Lancée trop tard pour suivre les changements en direct, elle apportera tout de même de précieuses informations a posteriori. L’Agence rappelle d’ailleurs que « à l’origine, DART et Hera ont été conçus sur la base de doubles engins spatiaux coordonnés [mais indépendants, ndlr], l’une des missions devant réaliser la déviation et l’autre les prises de mesures précises des résultats ». Malgré ce décalage temporel entre DART et Hera, une coordination est assurée au niveau international avec le consortium scientifique AIDA (Asteroid Impact and Deflection Assessment).
Des chercheurs du monde entier sont impliqués. Si les instruments au sol et les satellites d’observation seront en mesure de détecter la petite modification de l’orbite de Dimorphos, les scientifiques manqueront de données cruciales pour boucler parfaitement leurs équations. C’est notamment le cas de la masse précise de Dimorphos, de sa composition, de sa structure interne, de la taille et de la forme du cratère créé par DART lors de l’impact.

Rendez-vous en 2026 entre Hera et Dimorphos
C’est donc là qu’entre en jeu la mission Hera, qui doit décoller deux ans plus tard, en novembre 2024. La sonde de l’Agence spatiale européenne entamera alors, à partir de fin 2026, son « enquête sur la scène du crime » laissée par l’Agence spatiale américaine. Les quatre années de séparation ne changent rien aux mesures : Dimorphos ne changera pas de taille ou d’orbite « tout seul ».

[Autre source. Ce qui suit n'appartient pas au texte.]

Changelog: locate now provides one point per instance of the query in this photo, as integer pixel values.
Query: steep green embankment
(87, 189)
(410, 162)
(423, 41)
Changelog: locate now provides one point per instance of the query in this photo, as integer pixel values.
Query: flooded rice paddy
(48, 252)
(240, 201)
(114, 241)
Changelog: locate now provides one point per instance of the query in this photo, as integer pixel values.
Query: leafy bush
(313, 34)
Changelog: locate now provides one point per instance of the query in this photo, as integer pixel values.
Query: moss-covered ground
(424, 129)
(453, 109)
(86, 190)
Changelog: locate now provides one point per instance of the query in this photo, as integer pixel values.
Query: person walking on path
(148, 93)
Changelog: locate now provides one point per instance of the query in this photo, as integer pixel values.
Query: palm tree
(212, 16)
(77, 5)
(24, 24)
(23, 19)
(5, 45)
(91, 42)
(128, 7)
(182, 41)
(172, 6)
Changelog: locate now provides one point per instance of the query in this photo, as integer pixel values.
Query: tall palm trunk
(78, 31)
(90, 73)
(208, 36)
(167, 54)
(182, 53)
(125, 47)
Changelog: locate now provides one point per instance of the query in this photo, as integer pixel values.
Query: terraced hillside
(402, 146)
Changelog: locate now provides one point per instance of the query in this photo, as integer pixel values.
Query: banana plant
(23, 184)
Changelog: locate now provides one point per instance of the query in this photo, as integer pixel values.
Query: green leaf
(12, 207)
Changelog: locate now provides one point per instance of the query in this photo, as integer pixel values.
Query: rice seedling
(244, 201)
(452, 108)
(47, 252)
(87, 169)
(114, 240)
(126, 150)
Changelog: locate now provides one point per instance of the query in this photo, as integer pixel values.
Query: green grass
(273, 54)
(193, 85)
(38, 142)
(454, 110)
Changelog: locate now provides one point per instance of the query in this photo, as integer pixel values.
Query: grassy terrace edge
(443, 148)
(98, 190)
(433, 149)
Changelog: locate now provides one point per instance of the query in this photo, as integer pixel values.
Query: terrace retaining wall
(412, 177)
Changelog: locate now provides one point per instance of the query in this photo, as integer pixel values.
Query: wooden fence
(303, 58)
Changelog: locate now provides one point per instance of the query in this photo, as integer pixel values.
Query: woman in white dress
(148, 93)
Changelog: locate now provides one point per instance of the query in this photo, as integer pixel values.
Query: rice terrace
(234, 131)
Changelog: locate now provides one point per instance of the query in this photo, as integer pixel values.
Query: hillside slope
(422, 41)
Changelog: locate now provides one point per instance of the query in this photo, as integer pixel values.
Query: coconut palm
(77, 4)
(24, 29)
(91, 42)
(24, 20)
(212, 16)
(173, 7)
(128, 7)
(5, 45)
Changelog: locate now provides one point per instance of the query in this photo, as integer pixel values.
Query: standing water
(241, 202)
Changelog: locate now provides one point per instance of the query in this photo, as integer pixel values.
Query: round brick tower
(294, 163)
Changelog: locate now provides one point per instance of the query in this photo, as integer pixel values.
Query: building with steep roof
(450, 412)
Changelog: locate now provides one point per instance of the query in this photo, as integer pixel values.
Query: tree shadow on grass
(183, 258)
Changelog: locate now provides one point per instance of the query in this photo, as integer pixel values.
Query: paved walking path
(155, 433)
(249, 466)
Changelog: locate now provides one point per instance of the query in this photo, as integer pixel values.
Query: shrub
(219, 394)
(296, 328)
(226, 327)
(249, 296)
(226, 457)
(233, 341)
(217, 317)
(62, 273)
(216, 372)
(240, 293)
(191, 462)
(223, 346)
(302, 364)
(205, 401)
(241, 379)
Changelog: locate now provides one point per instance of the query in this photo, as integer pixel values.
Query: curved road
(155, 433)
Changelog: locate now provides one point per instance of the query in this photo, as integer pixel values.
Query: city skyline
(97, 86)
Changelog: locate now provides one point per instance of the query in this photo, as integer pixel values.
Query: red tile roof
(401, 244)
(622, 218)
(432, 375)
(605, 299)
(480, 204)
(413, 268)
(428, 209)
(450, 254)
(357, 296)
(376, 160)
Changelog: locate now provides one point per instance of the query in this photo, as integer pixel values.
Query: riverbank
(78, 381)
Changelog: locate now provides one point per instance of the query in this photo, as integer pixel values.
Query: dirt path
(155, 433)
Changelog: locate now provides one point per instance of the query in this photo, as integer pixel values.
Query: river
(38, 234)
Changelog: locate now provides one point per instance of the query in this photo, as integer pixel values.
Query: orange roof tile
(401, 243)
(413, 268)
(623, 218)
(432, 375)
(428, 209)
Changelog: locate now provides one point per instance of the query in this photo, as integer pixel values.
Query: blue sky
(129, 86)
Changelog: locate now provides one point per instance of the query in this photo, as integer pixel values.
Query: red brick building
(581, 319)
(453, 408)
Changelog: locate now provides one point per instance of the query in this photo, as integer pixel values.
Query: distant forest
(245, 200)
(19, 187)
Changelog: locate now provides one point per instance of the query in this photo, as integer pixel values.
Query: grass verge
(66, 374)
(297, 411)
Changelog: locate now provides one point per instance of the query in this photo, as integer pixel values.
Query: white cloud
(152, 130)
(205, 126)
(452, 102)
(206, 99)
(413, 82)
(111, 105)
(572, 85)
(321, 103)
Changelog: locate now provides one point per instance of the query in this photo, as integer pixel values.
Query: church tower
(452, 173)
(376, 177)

Hera ne fera pas le voyage seule, la sonde sera accompagnée de deux CubeSats (de la taille d’une boîte à chaussures) qui réaliseront des observations d’appoint : « Milani réalisera des observations spectrales en surface, tandis que Juventas effectuera les premiers sondages jamais réalisés de l’intérieur d’un astéroïde ».
Au final, les missions DART et Hera servent le même but de manière complémentaire : « transformer l’expérience d’impact à grande échelle qu’est DART en technique de déviation bien assimilée et reproductible ».
La suite on s’en doute : être prêt à utiliser cette technique si un géocroiseur dangereux venait à être détecté sur la trajectoire de la Terre. En fonction de sa masse et de sa taille, il pourrait causer des dommages irréversibles, voir un cataclysme dont la planète pourrait ne pas se relever. La solution serait alors d’essayer de dévier sa trajectoire.
« L’impact d’un astéroïde est un risque naturel que nous pourrions essayer d’éviter, si nous le voyions arriver suffisamment à l’avance », rappelait à juste titre Jan Wörner quand il était directeur général de l’Agence spatiale européenne. Pour rappel, l’objet qui a conduit à l’extinction massive des dinosaures devait mesurer environ une dizaine de kilomètres de diamètre « seulement ».